Worse, Pikhoia participated in the Hoover Project in old-Soviet style. While the starving archives were ordered to facilitate the project's work, they were treated to the spectacle of Pikhoia and his RosArkhiv supporters' numerous trips to Europe and America at project invitation and expense. There are constant Moscow rumors about Pikhoia's personal bank accounts in America, England, and Germany. Whether accurate or not, the universal perception in Moscow academic circles is that millions of Hoover dollars have disappeared while those doing the project's work have received nothing. An archive official said at one point last year that "Pikhoia and Company are touring Europe and America in high style, but the city is about to shut off our electricity because we cannot pay our bills."
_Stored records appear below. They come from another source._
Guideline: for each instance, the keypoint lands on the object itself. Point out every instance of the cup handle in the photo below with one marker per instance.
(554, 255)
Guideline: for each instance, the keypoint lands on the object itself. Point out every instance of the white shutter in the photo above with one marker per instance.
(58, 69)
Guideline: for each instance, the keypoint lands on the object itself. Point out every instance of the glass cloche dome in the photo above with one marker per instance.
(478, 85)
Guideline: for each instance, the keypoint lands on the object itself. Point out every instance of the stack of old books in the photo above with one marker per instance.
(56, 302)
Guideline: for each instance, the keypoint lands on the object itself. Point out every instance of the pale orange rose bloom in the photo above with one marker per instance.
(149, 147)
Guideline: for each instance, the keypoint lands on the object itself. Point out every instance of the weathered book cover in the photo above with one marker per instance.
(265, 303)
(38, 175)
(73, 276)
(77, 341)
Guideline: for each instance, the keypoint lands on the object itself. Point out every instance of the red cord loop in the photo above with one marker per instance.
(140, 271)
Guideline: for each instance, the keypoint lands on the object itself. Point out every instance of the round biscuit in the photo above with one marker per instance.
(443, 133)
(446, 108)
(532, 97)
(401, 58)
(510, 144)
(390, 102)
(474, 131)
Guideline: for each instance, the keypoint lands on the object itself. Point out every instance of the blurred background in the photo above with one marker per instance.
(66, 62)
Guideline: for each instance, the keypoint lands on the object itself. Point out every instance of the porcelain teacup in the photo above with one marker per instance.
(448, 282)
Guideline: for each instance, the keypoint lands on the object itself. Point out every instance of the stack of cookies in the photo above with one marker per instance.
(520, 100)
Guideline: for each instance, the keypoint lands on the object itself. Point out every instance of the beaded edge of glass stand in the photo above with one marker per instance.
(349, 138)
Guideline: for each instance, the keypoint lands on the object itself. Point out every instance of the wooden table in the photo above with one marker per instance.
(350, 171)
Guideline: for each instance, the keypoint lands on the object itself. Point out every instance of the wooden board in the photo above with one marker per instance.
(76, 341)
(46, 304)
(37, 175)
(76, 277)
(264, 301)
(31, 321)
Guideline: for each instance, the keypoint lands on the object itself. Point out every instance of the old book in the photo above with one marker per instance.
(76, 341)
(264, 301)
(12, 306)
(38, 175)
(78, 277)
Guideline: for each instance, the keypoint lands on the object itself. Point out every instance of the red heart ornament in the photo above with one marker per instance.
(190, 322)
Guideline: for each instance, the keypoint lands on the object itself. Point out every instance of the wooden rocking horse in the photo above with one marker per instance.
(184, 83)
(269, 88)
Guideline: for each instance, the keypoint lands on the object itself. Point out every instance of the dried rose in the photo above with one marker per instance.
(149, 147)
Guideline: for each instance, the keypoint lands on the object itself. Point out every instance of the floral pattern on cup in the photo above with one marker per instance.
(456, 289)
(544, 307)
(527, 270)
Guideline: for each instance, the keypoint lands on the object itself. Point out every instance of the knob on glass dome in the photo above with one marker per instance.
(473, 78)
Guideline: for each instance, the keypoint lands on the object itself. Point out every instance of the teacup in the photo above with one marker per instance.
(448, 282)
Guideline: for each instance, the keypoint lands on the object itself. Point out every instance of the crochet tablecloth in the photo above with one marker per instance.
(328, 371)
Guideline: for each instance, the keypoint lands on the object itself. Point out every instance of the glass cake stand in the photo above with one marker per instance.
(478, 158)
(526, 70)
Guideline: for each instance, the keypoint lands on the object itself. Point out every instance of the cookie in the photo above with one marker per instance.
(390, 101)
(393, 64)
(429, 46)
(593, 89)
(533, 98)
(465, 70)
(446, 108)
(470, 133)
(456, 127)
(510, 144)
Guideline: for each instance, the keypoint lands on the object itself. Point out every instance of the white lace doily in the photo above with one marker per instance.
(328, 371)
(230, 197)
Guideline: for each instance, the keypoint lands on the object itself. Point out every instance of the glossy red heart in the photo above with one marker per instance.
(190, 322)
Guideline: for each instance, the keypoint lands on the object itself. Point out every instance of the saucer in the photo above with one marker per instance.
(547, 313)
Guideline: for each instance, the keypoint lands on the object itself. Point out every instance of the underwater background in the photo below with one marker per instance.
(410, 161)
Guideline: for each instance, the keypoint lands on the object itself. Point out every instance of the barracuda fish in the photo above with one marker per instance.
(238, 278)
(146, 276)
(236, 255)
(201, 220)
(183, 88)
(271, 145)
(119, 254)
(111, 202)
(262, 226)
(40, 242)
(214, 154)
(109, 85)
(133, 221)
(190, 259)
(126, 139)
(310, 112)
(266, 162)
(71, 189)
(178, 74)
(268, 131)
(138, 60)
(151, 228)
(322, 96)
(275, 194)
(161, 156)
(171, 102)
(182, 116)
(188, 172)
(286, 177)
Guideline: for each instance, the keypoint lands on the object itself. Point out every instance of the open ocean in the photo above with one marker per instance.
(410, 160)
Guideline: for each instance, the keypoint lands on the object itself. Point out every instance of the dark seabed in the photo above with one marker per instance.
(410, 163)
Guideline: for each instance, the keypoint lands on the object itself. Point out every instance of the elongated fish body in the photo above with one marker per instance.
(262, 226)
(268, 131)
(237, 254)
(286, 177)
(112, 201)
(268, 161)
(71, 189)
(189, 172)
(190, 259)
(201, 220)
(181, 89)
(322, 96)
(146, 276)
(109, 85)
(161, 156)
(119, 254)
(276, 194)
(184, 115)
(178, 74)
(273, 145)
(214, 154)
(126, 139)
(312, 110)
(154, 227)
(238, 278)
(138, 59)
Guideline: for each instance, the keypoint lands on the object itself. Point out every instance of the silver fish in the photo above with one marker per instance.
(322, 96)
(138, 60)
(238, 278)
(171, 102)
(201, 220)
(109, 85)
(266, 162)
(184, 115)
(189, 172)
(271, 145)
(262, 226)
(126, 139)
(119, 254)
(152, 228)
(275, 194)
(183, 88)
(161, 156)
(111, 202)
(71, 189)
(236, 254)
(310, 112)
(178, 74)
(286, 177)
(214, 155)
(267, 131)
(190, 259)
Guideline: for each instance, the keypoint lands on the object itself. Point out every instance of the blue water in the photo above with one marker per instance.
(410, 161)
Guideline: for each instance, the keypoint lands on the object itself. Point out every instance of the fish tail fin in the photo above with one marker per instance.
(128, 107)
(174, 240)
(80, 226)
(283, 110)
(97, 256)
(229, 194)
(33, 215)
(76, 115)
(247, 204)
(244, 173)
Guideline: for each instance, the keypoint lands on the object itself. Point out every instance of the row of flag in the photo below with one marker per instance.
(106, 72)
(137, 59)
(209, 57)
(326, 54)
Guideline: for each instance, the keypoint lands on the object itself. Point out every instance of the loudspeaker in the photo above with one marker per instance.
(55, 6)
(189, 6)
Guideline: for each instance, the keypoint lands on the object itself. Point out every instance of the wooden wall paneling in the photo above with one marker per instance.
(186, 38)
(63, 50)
Finally, last December the governing board (collegium) of RosArkhiv rose up in rebellion against Pikhoia and Hoover. All of its members, including some of Pikhoia's former allies, signed a statement denouncing him and the Hoover Project. Pikhoia requested another infusion of Western funding to head off the crisis, and his Western partners tried to mobilize American scholarly support to save his job. Such support was not forthcoming. Many American Russianists were not inclined to stand by Pikhoia. Others felt that given the nationalist overtones of the affair, we "rich Americans" were not in a position to champion one or another Russian bureaucrat, especially in a situation in which American scholars are not seen as disinterested parties. Many felt that the matter was an internal Russian one and role had no proper role to play.

A Change in the Wind?

The Russian press explained the collapse of the Hoover Project in terms of its inequalities, as outlined above and seen from the Russian side. Indeed, there is little doubt that the increasing antiforeigner sentiment in Russia played a role. On the other hand, it is instructive to note that other collaborative projects that made equitable and scholarly agreements with individual departments and archives are moving along at full speed. fu collaboration with Moscow archive directors, the Russian Archive Series has published eight volumes of archival guides with more in press. The Yale Annals of Communism series continues to publish its coedited scholarly books and to conclude new agreements to expand the list.

At this moment, the ultimate fate of the Hoover Project is not clear. Although the contract with RosArkhiv has been canceled some kind of exchange between Hoover and the individual archives may be resurrected. Certainly it is in the interests of American historians and of Russian-American cultural relations in general that this valuable project, or something like it, continue on some. level. It is equally unclear what the Hoover setba.ck means for research access in general. At the same time the Hoover Project was canceled, the Russian De-Secretization Commission moved into high gear to declassify more and more sensitive documents. Every week, documentary collections are being transferred from closed repositories to open archives. The best guess, and given Russian conditions any prognosis can only be a guess, is that bilateral collaborations can continue if they are carefully negotiated and not perceived as exploitative. Similarly, Moscow archivists are not exceedingly frightened about a possible communist or nationalist victory in the upcoming elections. Rightly or wrongly, they believe that the current leaderships of the archives, with their favorable attitudes toward scholarship, are secure and that the process of declassification and improved access may be slowed but will not be reversed. We can only hope that they are right.

*Note: The library of Congress transliteration system, which most historians of Russia use, prefers “Eltsin” to “Yeltsin.”